Daniel Tygel – A resposta é curta e direta: não, de forma nenhuma. Já está mais do que comprovado, não só no Brasil mas em todo o mundo, que o mercado e o foco no lucro não melhoram a qualidade de vida nem a saúde da vasta maioria da população, com exceção dos acionistas e ricos proprietários, que são menos de 1% da população mundial. A produção e comercialização em base agroecológica e da economia solidária já implicam naturalmente e de forma indissociada na promoção da alimentação saudável, da preservação ambiental, da saúde, do desenvolvimento territorial sustentável e da justiça social.

IHU On-Line – Como podemos definir a soberania alimentar?

Daniel Tygel – Vejo a soberania alimentar como sendo a garantia de alimentação saudável e adequada à população nos territórios, sem depender dos humores do mercado financeiro e dos royalties. Significa garantir que boa parte da produção agrícola seja voltada diretamente para a alimentação saudável e adequada, e não voltada simplesmente para as empresas de ração e outros produtos industrializados causadores de câncer, obesidade e outros problemas de saúde. Significa garantir o direito à biodiversidade, em especial às sementes crioulas, e a não dependência de agrotóxicos, insumos químicos e sementes industriais e transgênicas produzidas por algumas poucas megacorporações agroalimentares. Significa garantir que os territórios sejam suficientemente autônomos na produção agrícola local e na independência de insumos externos. Significa a valorização dos saberes, tradição, cultura e culinária populares, da sazonalidade e do modo de ser de quem vive na região. Por isso, ao falarmos de soberania alimentar, estamos falando de autonomia, autodeterminação dos povos e qualidade de vida sobre todos os aspectos, inclusive do acesso à terra e à água. O sistema agroalimentar nas mãos das empresas e redes capitalistas de distribuição implica numa dependência econômica de um território a alguns poucos grupos, que certamente não têm interesse para além da maximização do lucro. E a maximização do lucro não implica, comprovadamente, em emancipação, promover qualidade de vida e alimentação saudável.

IHU On-Line – Desejas acrescentar algo?

Daniel Tygel – Gostaria de partilhar aqui os principais resultados do seminário Agroecologia, Economia Solidária e Soberania Alimentar e Nutricional durante o Encontro de Diálogos e Convergências, que foi bastante rico. Foram identificados mais nove campos de convergência, que devem se desdobrar em agendas e lutas comuns entre as redes e movimentos. São eles:
a legislação e inspeção sanitárias e tributárias; as compras institucionais governamentais; os canais, redes e circuitos de produção e comercialização solidários; o consumo consciente, responsável e solidário; a certificação, em especial os sistemas participativos de garantia orgânico e do comércio justo e solidário; a construção do conhecimento em suas diferentes dimensões; as práticas e lógicas produtivas, de mercado e econômicas dos povos e comunidades tradicionais; o estudo e enfrentamento das grandes empresas agroalimentares e o controle social das políticas públicas relacionadas direta ou indiretamente à economia solidária, à agroecologia e à segurança e soberania alimentar e nutricional.

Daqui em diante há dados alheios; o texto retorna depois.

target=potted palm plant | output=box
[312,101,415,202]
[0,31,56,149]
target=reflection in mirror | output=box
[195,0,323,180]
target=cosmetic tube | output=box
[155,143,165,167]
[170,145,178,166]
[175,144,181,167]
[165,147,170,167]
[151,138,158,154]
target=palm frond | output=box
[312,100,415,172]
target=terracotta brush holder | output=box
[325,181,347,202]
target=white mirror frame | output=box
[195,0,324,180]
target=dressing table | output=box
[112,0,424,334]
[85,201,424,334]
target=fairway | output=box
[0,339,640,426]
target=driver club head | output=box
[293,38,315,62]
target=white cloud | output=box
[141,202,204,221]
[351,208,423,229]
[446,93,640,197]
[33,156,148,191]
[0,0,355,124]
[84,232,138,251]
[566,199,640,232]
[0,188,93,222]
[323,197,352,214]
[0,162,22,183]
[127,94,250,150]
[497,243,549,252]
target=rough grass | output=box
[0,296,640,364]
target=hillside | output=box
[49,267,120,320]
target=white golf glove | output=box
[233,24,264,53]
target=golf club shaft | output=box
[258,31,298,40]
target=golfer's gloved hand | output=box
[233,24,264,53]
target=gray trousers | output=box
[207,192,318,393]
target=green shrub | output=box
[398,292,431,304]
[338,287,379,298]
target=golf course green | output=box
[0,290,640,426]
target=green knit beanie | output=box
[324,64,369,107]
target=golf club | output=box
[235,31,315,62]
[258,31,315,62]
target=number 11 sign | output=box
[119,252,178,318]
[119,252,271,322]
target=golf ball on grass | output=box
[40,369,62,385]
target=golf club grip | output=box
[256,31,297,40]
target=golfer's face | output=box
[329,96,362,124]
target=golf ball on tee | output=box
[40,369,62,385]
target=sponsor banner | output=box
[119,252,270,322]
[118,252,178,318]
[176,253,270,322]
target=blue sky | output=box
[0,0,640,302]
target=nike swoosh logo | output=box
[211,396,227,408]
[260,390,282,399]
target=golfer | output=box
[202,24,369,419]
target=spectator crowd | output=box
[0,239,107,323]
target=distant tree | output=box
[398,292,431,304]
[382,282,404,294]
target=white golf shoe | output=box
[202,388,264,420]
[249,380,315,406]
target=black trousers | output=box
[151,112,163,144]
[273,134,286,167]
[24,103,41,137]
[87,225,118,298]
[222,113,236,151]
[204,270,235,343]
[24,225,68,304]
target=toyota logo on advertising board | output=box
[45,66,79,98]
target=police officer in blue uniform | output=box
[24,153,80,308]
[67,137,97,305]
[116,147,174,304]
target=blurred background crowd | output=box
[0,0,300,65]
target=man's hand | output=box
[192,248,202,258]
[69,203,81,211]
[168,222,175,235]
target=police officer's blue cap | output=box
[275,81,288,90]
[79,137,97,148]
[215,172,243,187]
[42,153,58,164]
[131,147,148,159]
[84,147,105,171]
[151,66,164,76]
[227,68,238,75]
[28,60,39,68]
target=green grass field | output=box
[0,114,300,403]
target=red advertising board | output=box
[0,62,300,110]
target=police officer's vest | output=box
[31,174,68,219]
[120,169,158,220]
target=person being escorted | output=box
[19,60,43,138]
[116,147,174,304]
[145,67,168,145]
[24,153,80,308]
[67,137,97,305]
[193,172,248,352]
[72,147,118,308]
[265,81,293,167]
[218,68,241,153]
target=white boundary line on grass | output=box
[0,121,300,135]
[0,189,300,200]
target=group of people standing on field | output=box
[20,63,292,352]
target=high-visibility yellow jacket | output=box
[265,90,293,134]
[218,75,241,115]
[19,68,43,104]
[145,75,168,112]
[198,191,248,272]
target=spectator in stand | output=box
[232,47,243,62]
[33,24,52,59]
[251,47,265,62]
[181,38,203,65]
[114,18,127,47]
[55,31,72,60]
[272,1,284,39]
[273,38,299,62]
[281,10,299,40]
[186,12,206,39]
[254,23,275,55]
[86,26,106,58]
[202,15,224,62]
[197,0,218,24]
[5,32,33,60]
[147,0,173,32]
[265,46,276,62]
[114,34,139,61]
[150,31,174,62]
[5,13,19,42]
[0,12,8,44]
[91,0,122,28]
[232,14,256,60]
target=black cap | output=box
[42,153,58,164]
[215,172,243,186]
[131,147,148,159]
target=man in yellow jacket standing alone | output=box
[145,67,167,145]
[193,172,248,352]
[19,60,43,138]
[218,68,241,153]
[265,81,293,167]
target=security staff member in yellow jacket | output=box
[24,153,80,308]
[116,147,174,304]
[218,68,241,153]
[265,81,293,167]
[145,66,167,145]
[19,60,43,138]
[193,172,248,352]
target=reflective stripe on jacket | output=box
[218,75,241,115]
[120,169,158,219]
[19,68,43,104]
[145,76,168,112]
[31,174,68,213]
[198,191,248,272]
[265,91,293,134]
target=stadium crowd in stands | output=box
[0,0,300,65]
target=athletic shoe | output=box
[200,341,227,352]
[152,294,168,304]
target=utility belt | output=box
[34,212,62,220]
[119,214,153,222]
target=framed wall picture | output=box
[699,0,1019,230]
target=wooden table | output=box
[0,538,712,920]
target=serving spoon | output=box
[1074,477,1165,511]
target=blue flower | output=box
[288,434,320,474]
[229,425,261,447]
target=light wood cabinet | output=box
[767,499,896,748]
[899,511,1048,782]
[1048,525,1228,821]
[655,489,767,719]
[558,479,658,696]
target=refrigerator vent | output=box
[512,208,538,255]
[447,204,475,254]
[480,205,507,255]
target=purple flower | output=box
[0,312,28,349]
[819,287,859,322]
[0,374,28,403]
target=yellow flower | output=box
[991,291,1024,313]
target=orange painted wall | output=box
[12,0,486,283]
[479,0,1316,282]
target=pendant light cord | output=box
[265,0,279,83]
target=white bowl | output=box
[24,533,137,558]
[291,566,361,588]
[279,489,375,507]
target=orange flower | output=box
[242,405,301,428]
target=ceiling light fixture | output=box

A partir desses temas centrais, o seminário propôs algumas ações concretas de convergência, dentre os quais eu destacaria os seguintes: priorização da questão da legislação e inspeção sanitárias: fazer um estudo dos principais bloqueios existentes ao acesso da agroecologia e da economia solidária a políticas públicas, e traçar estratégias e táticas comuns de ação para visibilizar e lutar contra estes bloqueios, além de fomentar a troca de experiências bem sucedidas e boas práticas em superá-los; formação comum: convidar sempre integrantes das demais redes nos processos de formação específicos a cada rede e movimento e buscar construir alguns processos formativos políticos em conjunto; realização de uma incidência articulada em Conselhos e Conferências, a começar pela Conferência Nacional de Segurança Alimentar e Nutricional em novembro; articulação de campanhas existentes e convergentes, como as da economia solidária, de agrotóxicos, de alimentação saudável, de reforma agrária, a da luta contra alteração do Código Florestal, entre outras, além de realizar conjuntamente uma Campanha Nacional pelo Consumo Consciente, Responsável e Solidário, com uso de metodologias e de comunicação populares.